As a privately financed project offering units for residents earning 80% to 130% of area median income, 450 O'Farrell doesn't quite qualify for SB 899, which is geared more to nonprofit developers, Forge founder Richard Hannum said. SB 899 applies to projects where every unit is affordable to households earning 80% of AMI.
The 13-story project is being designed by Gensler, with units between 336 and 709 SF, according to Forge. Forge, a workforce housing developer, said the project will also include a 10K SF worship space for Fifth Church of Christ, Scientist and about 5K SF of retail.
Forge plans on identifying more church properties that can be transformed in a similar manner to plans at 450 O'Farrell, according to Hannum. For 450 O'Farrell, the company is looking to break ground in Q4 2020, which would allow a spring 2022 opening, he said.
"I've been working to get to this point for 35 years," Hannum said. "It took us that long to get the approvals to demolish the existing building and to build a new church."
Past false starts include one for 176 luxury units led by developer Thompson Dorfman, Hannum said.
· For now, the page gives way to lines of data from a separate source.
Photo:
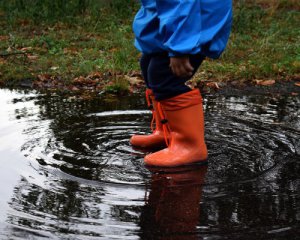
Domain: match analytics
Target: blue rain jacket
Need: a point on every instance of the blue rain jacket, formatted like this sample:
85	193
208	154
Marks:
183	27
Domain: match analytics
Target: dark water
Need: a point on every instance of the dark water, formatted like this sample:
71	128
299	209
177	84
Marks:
69	172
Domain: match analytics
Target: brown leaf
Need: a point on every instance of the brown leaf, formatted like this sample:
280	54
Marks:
44	77
26	49
265	82
32	57
3	38
133	80
297	84
213	85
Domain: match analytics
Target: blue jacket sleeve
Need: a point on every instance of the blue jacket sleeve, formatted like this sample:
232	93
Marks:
180	25
194	26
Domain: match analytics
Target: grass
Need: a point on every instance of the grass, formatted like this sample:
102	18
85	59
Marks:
65	40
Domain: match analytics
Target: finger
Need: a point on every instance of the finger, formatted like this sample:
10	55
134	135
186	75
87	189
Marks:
188	67
182	72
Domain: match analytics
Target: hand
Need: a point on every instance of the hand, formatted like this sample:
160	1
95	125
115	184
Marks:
181	66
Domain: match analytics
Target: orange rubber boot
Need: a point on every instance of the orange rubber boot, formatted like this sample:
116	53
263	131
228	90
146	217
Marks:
184	123
156	138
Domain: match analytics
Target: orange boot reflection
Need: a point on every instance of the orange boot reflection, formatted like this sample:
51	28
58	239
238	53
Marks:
173	205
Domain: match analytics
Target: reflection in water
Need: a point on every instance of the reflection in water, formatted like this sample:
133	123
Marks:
172	206
73	174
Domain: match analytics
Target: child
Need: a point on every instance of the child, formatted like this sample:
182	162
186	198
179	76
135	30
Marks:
175	36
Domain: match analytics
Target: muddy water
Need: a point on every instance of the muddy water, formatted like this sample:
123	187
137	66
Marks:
69	172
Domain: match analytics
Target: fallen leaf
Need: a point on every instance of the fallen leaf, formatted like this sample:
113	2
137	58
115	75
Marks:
32	57
26	49
133	80
265	82
214	85
54	68
44	77
3	38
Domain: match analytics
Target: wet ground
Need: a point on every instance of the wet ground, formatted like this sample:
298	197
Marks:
69	172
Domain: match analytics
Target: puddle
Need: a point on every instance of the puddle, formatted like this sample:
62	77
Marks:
69	172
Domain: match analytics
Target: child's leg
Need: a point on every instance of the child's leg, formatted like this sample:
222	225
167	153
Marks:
161	79
144	64
156	138
181	112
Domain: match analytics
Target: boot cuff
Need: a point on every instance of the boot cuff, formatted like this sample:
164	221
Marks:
181	101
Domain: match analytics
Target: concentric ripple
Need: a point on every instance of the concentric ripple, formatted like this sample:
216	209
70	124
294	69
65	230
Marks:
86	181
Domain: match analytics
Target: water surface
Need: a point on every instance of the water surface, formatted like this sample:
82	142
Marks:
69	172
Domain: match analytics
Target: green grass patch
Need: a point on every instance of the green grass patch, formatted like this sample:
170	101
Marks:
69	39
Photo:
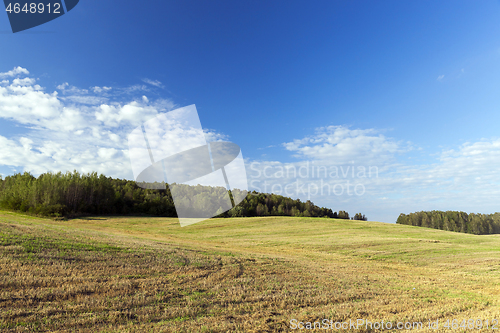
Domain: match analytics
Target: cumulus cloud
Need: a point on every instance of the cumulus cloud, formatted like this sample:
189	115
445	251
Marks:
100	89
15	72
155	83
360	170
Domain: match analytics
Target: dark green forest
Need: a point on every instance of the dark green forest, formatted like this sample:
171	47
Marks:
75	194
478	224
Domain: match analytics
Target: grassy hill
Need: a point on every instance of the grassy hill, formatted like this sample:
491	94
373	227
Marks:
117	274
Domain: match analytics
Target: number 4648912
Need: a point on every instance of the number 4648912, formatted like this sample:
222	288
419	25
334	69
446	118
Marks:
34	8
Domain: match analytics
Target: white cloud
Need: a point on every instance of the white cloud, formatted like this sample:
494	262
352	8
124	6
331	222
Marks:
15	72
79	130
100	89
336	162
155	83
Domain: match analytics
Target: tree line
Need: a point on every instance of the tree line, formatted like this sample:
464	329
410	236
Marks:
72	194
478	224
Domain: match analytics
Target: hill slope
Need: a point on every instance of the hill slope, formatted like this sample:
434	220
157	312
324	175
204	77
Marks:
239	274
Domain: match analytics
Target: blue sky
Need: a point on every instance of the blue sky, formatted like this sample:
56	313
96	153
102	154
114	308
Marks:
411	87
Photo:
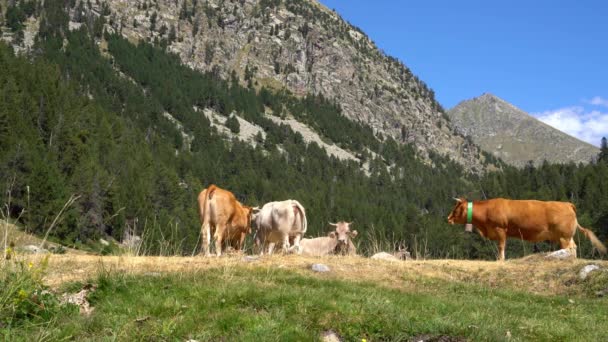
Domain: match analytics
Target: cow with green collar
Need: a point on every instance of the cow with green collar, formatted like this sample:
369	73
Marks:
529	220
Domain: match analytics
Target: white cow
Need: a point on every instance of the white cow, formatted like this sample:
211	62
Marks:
337	242
278	222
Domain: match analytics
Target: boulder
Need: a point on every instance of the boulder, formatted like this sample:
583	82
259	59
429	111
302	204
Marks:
320	268
586	270
561	254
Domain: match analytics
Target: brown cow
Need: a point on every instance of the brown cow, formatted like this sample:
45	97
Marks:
529	220
337	242
223	216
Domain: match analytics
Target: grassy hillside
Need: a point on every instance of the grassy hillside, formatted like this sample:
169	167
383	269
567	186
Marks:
514	136
280	298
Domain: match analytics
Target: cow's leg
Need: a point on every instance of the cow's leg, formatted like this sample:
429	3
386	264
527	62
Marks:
502	243
206	238
270	248
242	241
296	244
285	243
569	245
219	232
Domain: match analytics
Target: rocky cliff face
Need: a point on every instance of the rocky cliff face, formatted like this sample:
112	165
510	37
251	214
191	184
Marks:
298	45
301	46
516	137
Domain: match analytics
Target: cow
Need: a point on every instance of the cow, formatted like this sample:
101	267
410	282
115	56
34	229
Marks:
338	241
529	220
278	222
223	217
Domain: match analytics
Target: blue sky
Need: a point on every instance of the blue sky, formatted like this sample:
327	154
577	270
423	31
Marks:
549	58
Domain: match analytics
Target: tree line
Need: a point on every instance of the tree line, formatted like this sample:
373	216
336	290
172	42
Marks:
73	121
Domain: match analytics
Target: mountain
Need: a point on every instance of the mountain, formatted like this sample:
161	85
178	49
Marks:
294	45
509	133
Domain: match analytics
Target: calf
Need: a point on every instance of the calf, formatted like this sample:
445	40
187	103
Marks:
337	242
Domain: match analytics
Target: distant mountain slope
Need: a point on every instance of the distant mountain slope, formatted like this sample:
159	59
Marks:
506	131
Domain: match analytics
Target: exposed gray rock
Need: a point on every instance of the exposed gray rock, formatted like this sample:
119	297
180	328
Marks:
583	273
320	268
286	48
507	132
561	254
80	299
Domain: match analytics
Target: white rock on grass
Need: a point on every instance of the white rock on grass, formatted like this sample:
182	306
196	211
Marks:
320	268
560	254
586	270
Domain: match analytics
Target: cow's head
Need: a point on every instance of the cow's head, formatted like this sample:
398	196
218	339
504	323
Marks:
255	211
459	213
343	234
250	213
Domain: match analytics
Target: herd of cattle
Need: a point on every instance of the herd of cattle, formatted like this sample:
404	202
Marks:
283	224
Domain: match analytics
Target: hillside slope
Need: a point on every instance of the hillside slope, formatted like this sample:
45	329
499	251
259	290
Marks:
281	298
514	136
297	45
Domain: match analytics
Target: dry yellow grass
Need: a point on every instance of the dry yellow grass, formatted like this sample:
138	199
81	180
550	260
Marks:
534	274
19	238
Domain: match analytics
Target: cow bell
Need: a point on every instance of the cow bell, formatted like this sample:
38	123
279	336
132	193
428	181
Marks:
468	228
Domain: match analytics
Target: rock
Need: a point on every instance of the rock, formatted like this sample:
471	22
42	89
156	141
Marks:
560	254
33	249
320	268
586	270
80	299
330	336
251	258
384	256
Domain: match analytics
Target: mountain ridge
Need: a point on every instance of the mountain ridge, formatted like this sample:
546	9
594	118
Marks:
507	132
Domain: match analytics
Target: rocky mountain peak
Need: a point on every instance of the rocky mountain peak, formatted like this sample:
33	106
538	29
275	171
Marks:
513	135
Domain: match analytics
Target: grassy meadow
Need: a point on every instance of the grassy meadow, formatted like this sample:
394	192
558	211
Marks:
279	298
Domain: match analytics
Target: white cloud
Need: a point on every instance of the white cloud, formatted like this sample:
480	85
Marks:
598	101
586	125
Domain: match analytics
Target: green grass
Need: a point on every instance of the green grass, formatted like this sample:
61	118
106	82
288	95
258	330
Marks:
267	304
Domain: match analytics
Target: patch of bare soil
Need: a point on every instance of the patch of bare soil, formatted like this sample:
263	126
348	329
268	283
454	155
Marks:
537	275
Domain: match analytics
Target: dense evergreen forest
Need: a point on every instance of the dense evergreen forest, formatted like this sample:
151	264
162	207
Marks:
74	120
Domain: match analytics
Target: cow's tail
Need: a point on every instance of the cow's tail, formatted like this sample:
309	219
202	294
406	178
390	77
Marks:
303	220
594	240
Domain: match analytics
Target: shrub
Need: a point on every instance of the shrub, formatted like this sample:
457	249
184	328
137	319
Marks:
23	296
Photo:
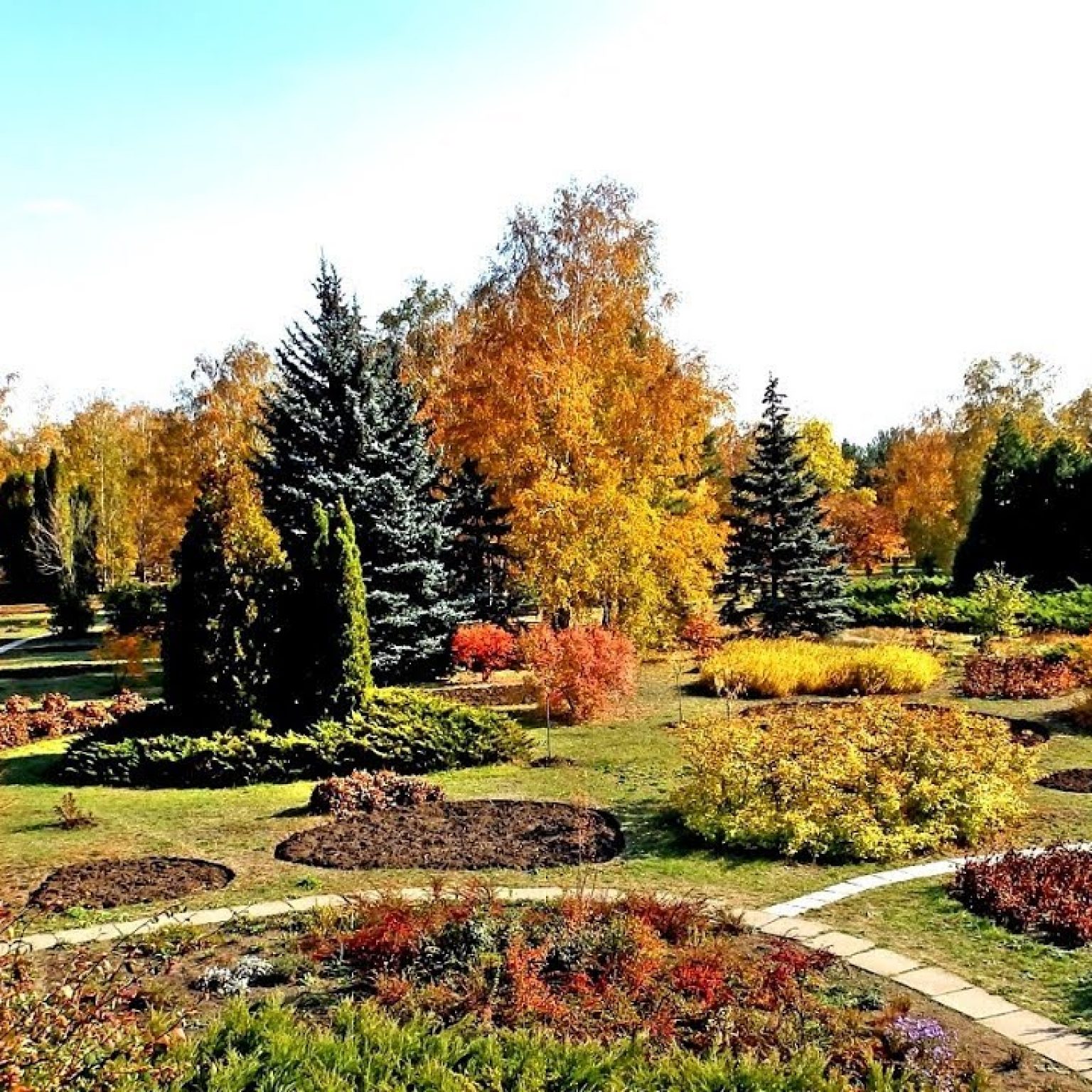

That project became less financeable as it took longer and longer to get approvals, according to Hannum.
The model for 450 O'Farrell is consistent with other projects led by Forge in that it is to be fully privately financed workforce housing targeting households earning between 80% and 135% of AMI, Hannum said. In August, the developer broke ground on another such Tenderloin workforce housing project at 361 Turk St. and 145 Leavenworth St.
The San Francisco-based developer said its new project will include 45 units for households earning up to 40% of AMI.
S.F. AMI comes out to $89.7K for a one-person household and $128.1K for a four-person household this year, according to the U.S. Department of Housing and Urban Development.
Forge's project is also in part a result of ongoing work by the San Francisco Interfaith Council, which formed an essential housing task force in 2014 that works with churches to identify underutilized properties.
"We wrote a few letters to the planning commission as well as the historic preservation commission on [Forge's and Fifth Church of Christ, Scientist's] behalf, and we were really championing their effort because we felt that they could be a model that others could emulate," San Francisco Interfaith Council Executive Director Michael Pappas said.
Forge's work also has support from affordable housing developers like Tenderloin Neighborhood Development Corp. and Mission Housing Development Corp.
"I think it's great. I think all kinds of housing at all affordability levels needs to be built," said Mission Housing Development Corp. Executive Director Sam Moss, who added that he wouldn't support subsidizing the kind of middle-income housing Forge is building given limited available funding for more pressing low-income housing.
"Other developers focus on just doing below market rate, or tax-subsidized work," Hannum said. "They're busy and doing a great job, so we're just doing the job that they can't do."